As anyone who has spent time in Africa can tell you, grandmothers are the unsung heroes in the fight against AIDS. They may not discovery a cure, headline a benefit concert, or legislate for sex education, but they are doing the hardest part – raising their orphaned grandsons and granddaughters whose parents have died of AIDS.
Celeste Sitoi, a 59-year-old woman from Mozambique, is one of those heroes. She’s raising five orphans, plus her own mentally-handicapped young son, while surviving on the small amount of money she earns selling vegetables on the street. Every night and day, she asks God for help.
“I say, ‘God, help me. Help me to understand my life. Help me to get more strength in order to help my children. Help me live longer because I am alone.”
Celeste Cistoi, 59, has become the primary caregiver for her grandchildren since their parents died of AIDS.
Celeste’s faith sustained her family while they lived in two poorly-constructed one-room shacks with a door that wouldn’t close, roofs that would leak, and barely enough space just to sit down and say a prayer together.
But today, Celeste’s prayers are being answered through our Cross Catholic ministry partners in Mozambique, who provide monthly food rations, school fees, medical care, and Christ-centered counseling for her grandchildren, and recently gave the family a brand new home. The larger, sturdier house, funded by our generous donors, has given Celeste and her grandchildren the peace of mind they need.

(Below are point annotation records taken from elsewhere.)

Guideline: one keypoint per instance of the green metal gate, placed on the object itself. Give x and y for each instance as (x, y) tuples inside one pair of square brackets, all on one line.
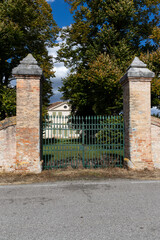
[(88, 142)]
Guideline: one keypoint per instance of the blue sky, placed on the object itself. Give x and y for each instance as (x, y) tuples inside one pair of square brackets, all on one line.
[(62, 16), (61, 13)]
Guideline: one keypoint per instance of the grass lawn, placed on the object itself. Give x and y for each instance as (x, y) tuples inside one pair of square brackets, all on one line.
[(64, 154)]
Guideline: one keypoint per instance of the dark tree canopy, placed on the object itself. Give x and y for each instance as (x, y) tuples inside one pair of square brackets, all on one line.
[(26, 26), (118, 30)]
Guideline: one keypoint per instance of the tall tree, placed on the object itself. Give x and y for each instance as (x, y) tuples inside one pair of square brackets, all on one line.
[(26, 26), (119, 29)]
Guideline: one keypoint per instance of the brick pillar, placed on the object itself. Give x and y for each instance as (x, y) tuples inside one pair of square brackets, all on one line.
[(28, 115), (137, 114)]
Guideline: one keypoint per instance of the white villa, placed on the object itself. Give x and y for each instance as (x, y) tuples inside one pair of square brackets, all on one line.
[(58, 125)]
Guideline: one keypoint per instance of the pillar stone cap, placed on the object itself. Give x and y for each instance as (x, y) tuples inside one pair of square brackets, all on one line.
[(28, 66), (137, 69)]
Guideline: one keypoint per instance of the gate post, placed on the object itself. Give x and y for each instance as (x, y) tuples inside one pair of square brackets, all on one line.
[(28, 115), (136, 85)]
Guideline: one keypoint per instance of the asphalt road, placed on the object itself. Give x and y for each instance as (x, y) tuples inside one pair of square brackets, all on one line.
[(90, 210)]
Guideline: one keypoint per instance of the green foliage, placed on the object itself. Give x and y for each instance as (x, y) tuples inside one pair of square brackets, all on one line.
[(111, 135), (116, 29), (95, 90), (26, 26), (8, 102)]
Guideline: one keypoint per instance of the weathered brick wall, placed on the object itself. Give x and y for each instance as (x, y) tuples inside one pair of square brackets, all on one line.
[(155, 133), (8, 144)]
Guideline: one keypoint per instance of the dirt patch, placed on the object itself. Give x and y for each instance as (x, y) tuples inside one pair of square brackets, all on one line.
[(78, 174)]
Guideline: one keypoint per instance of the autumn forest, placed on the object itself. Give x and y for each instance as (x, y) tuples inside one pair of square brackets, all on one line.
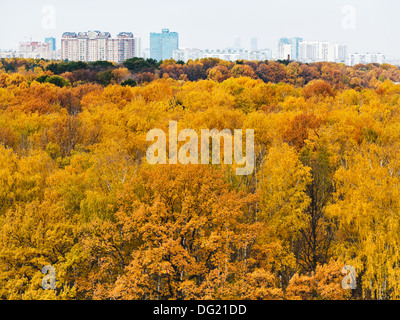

“The first night I went to sleep in the house, I thought I was dreaming,” Celeste says. “I have prayed a lot for God to help release us from our suffering. He has done this now—Jesus himself has given us this house.”
Celeste has made education a top priority for her grandchildren. Too often in Mozambique, children are forced by their desperate circumstances to work instead of going to school. But thanks to our Cross Catholic ministry partners, Celeste’s grandchildren are attending school regularly. She understands that education is the key to her family’s future, and she told us how much it means to her: “I know one day I will go because I am getting older and older. I want them to finish their education and get a better job so that if I am not there, they can continue to sustain themselves.”
What an encouragement to meet people like Celeste who are taking the initiative to overcome personal tragedy and give their loved ones a better life.